# field casting shock knot



## flyntus (Nov 17, 2010)

Okay, I am getting ready to start practicing in the field to improve my distance. I have two set-ups: an LDX with a Squall 15 and an OM heaver with a Sealine X30 SHA. The Squall has 17lb P-line mono on it and the OM has 20lb Trilene on it. These lines will be tied to 60lb mono and 80lb mono respectively. For the squall, I will be casting 4oz. For the OM/ sealine I will be casting 6-8oz. 

What shock knot should I tie? I just want to get better without as many crack-offs. Do I need to tie a length of double line and then tie the shock leader to that? What do you guys recommend? I had been tying a uni to uni knot, but man, it just can't take the stress... At least that is what I think (too many crack-offs).

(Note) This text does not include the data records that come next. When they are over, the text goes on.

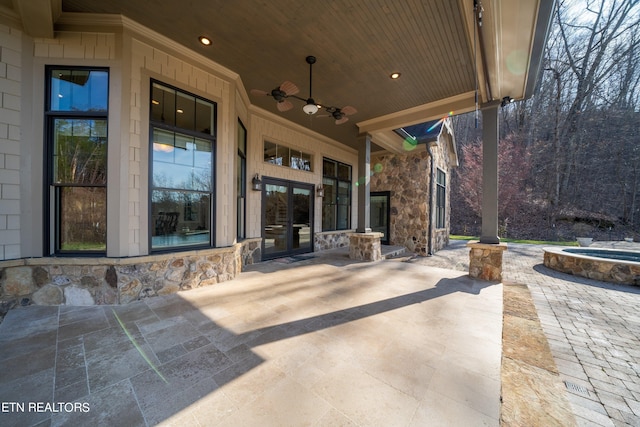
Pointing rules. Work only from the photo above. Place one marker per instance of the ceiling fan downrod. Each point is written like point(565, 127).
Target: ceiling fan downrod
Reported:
point(310, 107)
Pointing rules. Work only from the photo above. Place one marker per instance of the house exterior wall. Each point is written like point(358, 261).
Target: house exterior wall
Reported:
point(10, 127)
point(134, 56)
point(407, 178)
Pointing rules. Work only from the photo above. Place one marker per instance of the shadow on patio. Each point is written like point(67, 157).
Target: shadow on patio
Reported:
point(314, 342)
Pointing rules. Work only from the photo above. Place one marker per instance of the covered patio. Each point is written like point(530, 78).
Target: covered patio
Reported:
point(324, 341)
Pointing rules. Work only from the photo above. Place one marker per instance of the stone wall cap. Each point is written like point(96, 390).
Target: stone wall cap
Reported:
point(491, 246)
point(370, 235)
point(117, 260)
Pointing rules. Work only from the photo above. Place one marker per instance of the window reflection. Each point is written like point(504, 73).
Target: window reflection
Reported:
point(78, 90)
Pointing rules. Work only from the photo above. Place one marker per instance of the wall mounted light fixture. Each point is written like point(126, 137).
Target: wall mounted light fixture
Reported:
point(506, 100)
point(256, 184)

I've been studying Tommy's vids and I am trying my best to stay with his form, but I cannot afford to make it to Carolina for a casting lesson (wish I could, Tommy). So, I have to make do, and figure it out on my own with the help of you guys.

Thank you for any advice!

Flyntus


----------



## jcallaham (Jan 1, 2009)

uni to uni is for joining lines of similar diameter. An improved albright , a slim beauty, or an alberto knot make nice slim knots for shock leaders.
If you believed that you were going to hook a really nice strong fish and wanted to make certain the connections would not fail the use a bimini twist to no name.that being said with lb test lines you are using crack offs should not be a problem. are the things coming apart because of backlashes? do you have your shock wrapped 5 or 6 times around the reel spool? Is your Knot to the weight okay? Is your leader and main line fresh, or is it old and in need of replacment? All of this stuff can be a factor in crackoffs.


----------



## flyntus (Nov 17, 2010)

Thanks, j. I have never heard of those other knots, besides the Bimini. I will look them up. My knots to the leader and/or weight are very secure. All of my snap-offs/ crack-offs are at the shock leader and main line junction. I will look up the joins you recommended.

Thanks,
Flynt


----------



## Hudak (Sep 10, 2007)

On the casting field we use a very weak knot, a "blob knot". If you are breaking at the knot, I would double check to make sure you have enough wraps of shocker on your spool. I personally use 10-11 wraps on the field, not suggesting that is what is required, that is just what I feel comfortable with. Sufficient number of wraps on the spool and the shock knot should not receive any stress.

Robert


----------



## DonLBI (Jul 13, 2011)

Check out Tommy's response to the thread several below this one= "Top Shot".


----------



## OldBay (May 15, 2003)

Here is the knot I use:


----------



## billr87 (Jan 13, 2008)

old bay. that is the one i saw many years ago. i have seen a video where roger mortimore uses it. if tied properly it is a great knot.it will certainally hold.


----------



## Don B (Jul 28, 2001)

Two minor issues:
1. Make sure your knot is lubricated prior to snugging the knot.
2. Ensure your thumb is pressing down firmly on the shockleader during the cast.


----------



## flyntus (Nov 17, 2010)

Thanks for all of the replies. And thank you, OldBay! That diagram is a snap.....errr, Hopefully knot!!


----------